Through Vico it was arranged that they would again meet at the Catholic church at Mazagon. When the day came Shireen set off early and arrived several minutes before the appointed hour. To her surprise Zadig was already there, sitting in the same place where they’d sat before.

He rose as she approached and bowed formally: ‘Good morning,


‘Good morning, Zadig Bey.’

She seated herself beside him, on the pew, and slipped off her veil. ‘So you are leaving Bombay are you, Zadig Bey?’

‘Yes, Bibiji,’ he said, a little awkwardly. ‘Christmas is coming so I must go to Colombo to be with my children and grandchildren. But before leaving I wanted to give you some news.’

‘Yes, Zadig Bey – what is it?’

‘I have been told in confidence,’ said Zadig Bey, ‘that the decision to send an expeditionary force to China has been taken in London, by Lord Palmerston, the Foreign Secretary. It is from India that the expedition will be launched: half the troops will be sepoys, and much of the money and support will also come from here. Apparently the preparations are already under way, in Calcutta, in secret. The planning started some months ago, but only when everything is ready will it be announced to the public.’

‘How do you know this?’ said Shireen.

‘Bibiji, I’m sure you know that William Jardine, the big China trader, is the principal partner of Seth Jamsetjee Jejeebhoy, the Parsi merchant?’

‘Yes, of course I am aware of that.’

‘Well, William Jardine has been helping Lord Palmerston with the planning of the expedition. I have just learnt that he has written to Seth Jamsetjee, asking for the support of the merchants of Bombay. He has made it clear that one of the expedition’s principal goals is to extract compensation for the opium that was confiscated by Commissioner Lin – those who provide help will naturally be paid first.’

‘Oh?’ said Shireen. ‘So you think compensation will be paid after all?’

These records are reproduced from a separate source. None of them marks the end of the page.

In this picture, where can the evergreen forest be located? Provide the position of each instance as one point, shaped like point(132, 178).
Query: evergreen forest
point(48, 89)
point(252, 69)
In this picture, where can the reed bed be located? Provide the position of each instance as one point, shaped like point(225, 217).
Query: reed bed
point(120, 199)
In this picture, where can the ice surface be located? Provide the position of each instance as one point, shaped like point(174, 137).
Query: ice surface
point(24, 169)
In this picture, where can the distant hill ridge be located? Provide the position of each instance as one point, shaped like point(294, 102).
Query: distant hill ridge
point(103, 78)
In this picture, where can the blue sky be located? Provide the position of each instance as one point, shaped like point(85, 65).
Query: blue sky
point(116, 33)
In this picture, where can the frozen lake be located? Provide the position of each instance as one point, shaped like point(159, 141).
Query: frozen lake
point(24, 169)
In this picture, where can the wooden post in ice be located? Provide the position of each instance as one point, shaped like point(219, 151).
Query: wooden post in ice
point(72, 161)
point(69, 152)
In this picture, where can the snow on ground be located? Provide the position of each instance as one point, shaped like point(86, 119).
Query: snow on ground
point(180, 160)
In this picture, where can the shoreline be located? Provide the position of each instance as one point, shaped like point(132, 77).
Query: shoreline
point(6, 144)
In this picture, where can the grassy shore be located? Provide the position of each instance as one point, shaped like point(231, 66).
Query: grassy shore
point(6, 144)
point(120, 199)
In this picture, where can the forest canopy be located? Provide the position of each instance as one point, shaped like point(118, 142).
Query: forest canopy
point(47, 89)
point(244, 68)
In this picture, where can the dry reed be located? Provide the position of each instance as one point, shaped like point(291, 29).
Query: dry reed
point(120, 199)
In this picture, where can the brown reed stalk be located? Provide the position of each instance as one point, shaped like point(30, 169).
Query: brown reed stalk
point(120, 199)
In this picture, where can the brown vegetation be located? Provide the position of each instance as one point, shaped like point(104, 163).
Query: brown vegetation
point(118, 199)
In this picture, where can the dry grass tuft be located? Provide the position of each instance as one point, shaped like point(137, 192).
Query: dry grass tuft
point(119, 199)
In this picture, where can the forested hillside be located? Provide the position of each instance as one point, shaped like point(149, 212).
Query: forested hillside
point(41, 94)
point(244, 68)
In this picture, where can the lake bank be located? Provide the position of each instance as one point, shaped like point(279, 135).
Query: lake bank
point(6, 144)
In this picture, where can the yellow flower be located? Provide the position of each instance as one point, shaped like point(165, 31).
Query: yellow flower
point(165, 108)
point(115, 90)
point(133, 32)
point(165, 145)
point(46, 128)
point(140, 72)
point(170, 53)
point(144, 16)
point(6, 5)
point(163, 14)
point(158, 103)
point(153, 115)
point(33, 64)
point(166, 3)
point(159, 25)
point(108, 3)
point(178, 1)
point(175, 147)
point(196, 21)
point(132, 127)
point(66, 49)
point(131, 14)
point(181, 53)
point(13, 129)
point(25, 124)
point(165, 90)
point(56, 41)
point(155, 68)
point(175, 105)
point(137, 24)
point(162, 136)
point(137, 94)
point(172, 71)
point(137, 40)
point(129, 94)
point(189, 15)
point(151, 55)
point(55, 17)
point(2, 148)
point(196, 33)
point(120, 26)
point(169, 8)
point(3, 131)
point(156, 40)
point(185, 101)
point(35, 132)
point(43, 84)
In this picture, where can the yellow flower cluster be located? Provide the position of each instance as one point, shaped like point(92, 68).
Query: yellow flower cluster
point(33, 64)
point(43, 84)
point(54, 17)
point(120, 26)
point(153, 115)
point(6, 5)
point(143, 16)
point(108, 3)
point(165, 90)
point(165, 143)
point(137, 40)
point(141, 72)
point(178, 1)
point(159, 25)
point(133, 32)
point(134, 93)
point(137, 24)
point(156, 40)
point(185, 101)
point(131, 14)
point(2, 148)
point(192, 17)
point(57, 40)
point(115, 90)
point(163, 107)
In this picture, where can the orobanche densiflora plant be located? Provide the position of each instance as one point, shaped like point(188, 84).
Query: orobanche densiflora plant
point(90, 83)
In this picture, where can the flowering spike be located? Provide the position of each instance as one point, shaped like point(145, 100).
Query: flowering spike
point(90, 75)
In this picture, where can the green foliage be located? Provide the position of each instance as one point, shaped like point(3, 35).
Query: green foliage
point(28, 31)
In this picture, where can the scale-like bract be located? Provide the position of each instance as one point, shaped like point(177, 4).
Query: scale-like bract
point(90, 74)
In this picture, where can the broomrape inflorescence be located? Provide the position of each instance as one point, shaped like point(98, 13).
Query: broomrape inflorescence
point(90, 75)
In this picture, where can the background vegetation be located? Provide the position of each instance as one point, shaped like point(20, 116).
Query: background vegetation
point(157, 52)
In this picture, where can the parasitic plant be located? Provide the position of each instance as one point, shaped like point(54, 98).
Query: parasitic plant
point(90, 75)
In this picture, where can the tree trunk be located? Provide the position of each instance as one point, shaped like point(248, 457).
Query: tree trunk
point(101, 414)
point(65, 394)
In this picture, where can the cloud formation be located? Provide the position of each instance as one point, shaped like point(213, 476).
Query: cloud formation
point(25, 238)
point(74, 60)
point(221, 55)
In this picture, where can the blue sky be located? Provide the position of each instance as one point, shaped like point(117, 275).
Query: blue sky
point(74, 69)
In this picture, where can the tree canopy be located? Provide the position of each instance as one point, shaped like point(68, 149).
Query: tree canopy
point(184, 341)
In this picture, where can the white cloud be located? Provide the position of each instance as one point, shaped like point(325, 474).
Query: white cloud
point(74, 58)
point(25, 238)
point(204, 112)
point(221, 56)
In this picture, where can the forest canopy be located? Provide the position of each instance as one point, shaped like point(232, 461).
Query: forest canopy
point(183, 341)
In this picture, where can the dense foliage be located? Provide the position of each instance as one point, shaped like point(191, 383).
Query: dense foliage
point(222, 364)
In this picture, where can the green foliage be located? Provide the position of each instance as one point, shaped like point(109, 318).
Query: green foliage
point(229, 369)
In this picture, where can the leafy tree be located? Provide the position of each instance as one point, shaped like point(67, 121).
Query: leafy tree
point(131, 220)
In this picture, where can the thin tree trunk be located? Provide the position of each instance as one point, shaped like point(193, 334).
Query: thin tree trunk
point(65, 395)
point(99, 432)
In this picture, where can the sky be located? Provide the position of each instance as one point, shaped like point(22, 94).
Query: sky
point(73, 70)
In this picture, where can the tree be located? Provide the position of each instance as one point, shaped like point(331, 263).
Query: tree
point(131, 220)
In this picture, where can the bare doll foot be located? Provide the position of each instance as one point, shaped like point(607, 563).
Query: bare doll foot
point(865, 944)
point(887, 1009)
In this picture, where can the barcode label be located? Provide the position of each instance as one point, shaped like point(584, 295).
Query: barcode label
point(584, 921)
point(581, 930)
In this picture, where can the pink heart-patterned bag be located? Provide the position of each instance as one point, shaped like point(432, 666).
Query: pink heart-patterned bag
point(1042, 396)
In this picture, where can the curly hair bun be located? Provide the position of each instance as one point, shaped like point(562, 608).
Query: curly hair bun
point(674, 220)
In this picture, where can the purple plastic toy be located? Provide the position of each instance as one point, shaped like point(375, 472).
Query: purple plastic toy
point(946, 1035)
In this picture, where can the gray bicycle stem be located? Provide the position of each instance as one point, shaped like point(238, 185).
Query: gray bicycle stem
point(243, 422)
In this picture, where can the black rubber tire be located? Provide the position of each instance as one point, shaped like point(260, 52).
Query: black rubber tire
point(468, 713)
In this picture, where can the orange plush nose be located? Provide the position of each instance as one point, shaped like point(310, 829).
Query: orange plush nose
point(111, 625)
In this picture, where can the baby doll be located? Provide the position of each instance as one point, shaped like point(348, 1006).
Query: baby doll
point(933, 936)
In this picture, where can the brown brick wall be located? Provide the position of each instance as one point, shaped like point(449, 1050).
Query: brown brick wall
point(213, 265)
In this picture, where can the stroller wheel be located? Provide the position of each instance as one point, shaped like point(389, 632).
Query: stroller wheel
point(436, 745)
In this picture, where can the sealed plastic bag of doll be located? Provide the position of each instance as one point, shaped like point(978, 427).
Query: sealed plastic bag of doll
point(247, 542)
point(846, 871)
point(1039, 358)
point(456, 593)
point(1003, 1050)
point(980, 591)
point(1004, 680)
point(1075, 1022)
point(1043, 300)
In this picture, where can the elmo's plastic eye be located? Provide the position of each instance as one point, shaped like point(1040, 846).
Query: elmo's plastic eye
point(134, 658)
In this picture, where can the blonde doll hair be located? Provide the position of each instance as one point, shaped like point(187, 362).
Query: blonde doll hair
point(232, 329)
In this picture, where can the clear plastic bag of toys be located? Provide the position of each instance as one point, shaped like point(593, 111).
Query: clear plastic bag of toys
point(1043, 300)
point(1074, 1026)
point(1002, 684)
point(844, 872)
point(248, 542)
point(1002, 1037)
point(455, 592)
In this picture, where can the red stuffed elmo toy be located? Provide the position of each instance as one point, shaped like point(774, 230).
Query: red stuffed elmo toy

‘I am sure of it,’ said Zadig. ‘And as Bahram’s friend, I must tell you, Bibiji, that it is very important that your interests do not go unrepresented in the months ahead. Since you cannot send anyone to China you must go yourself. That is what Bahram-bhai would have wanted, I am sure of it.’

Shireen sighed. ‘Zadig Bey, you must understand that for a woman and a widow it is very difficult to make such a journey.’

‘Bibiji! European women travel in ships all the time. You are educated, you speak English, you are the daughter of Seth Rustamjee Mistrie who built some of the finest ships to sail the ocean. Why should it be difficult for you to go?’

‘And if I did go to China, where would I stay?’

‘I have friends in Macau. I will write to them to find a place for you to rent.’

Shireen shook her head. ‘But there are many other practical problems, Zadig Bey. How will I finance such a journey? How will I buy a passage? All I have is some jewellery that I’d hidden away – Bahram left nothing but debts, you know.’

Zadig wagged a finger to signal his disagreement. ‘That is not true, Bibiji – Bahram-bhai was very generous to his friends and he left behind many things. With me for instance.’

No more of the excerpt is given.